Après une décollecte de 200 millions d’euros au mois d’avril, le Livret A renoué avec une collecte positive au mois de mai avec +1,22 milliard d’euros. Celle-ci demeure néanmoins inférieure à celle de 2024 (1,26 milliard d’euros) et à la moyenne de ces dix dernières années (1,4 milliard d’euros). Depuis 2009, le premier produit d’épargne des ménages a connu quatre décollectes en mai (2015 : -0,44 milliard d’euros ; 2014 : -0,09 milliard d’euros ; 2010 : -0,31 milliard d’euros et 2009 : -1 milliard d’euros). La plus forte collecte en mai a été celle de 2020, 3,98 milliards d’euros, à la fin du premier confinement.

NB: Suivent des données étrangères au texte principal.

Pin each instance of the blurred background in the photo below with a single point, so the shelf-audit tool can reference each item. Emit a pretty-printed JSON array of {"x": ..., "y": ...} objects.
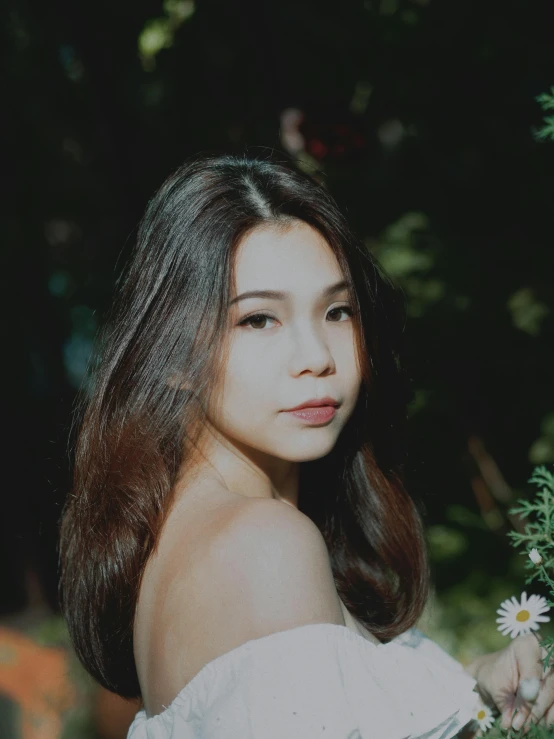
[{"x": 421, "y": 118}]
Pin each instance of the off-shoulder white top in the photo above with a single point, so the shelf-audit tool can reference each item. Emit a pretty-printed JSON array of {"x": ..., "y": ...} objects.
[{"x": 320, "y": 681}]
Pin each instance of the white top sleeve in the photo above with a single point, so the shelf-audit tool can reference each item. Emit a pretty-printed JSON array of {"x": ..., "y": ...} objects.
[{"x": 320, "y": 681}]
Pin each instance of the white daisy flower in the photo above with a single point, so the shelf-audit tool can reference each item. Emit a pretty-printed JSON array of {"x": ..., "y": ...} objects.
[
  {"x": 483, "y": 715},
  {"x": 535, "y": 557},
  {"x": 519, "y": 618}
]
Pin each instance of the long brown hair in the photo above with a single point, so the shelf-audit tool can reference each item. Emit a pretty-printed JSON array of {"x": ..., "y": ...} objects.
[{"x": 167, "y": 330}]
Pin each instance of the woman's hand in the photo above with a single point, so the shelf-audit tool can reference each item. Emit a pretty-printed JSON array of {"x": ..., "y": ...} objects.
[{"x": 513, "y": 678}]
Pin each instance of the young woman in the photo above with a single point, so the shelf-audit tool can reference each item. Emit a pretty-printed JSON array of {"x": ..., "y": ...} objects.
[{"x": 239, "y": 551}]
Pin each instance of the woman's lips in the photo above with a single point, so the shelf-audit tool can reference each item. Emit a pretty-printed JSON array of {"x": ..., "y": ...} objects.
[{"x": 315, "y": 416}]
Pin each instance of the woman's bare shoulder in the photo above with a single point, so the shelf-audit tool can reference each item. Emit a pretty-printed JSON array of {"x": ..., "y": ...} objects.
[{"x": 263, "y": 568}]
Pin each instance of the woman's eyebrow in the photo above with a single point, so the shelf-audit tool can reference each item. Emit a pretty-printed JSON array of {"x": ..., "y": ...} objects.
[{"x": 280, "y": 295}]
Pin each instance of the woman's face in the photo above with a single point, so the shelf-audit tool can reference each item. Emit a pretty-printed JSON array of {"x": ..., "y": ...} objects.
[{"x": 302, "y": 348}]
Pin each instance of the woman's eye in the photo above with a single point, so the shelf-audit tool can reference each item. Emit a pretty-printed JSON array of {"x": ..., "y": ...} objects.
[{"x": 257, "y": 317}]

Sur les cinq premiers mois de l’année 2025, la collecte atteint seulement 2,76 milliards d’euros contre 8,91 milliard d’euros sur la même période de 2024. La normalisation du Livret A se poursuit après des années de collectes fastes. Mai est un mois charnière avec ses week-ends prolongés et l’arrivée des vacances. Il sépare la période d’épargne du début d’année de celle de la fin d’année marquée par un surcroît de dépenses. Le Livret A continue d’être affecté par l’effet taux. Les ménages redéployent une partie de leur épargne de précaution vers des produits de long terme comme l’assurance vie, qui connaît un net rebond depuis le début de l’année.
Cette normalisation n’est pas synonyme de crise de l’épargne réglementée, l’encours du Livret A battant un nouveau record à 445,3 milliards d’euros.
Le mois de mai réussit rarement au LDDS qui a accumulé, depuis 2009, neuf décollectes. La collecte moyenne y est faible, 387 millions d’euros entre 2015 et 2024. En 2025, pas de décollecte mais une collecte de 660 millions d’euros, deux fois supérieure à la moyenne décennale. Cette collecte est identique à celle de 2024.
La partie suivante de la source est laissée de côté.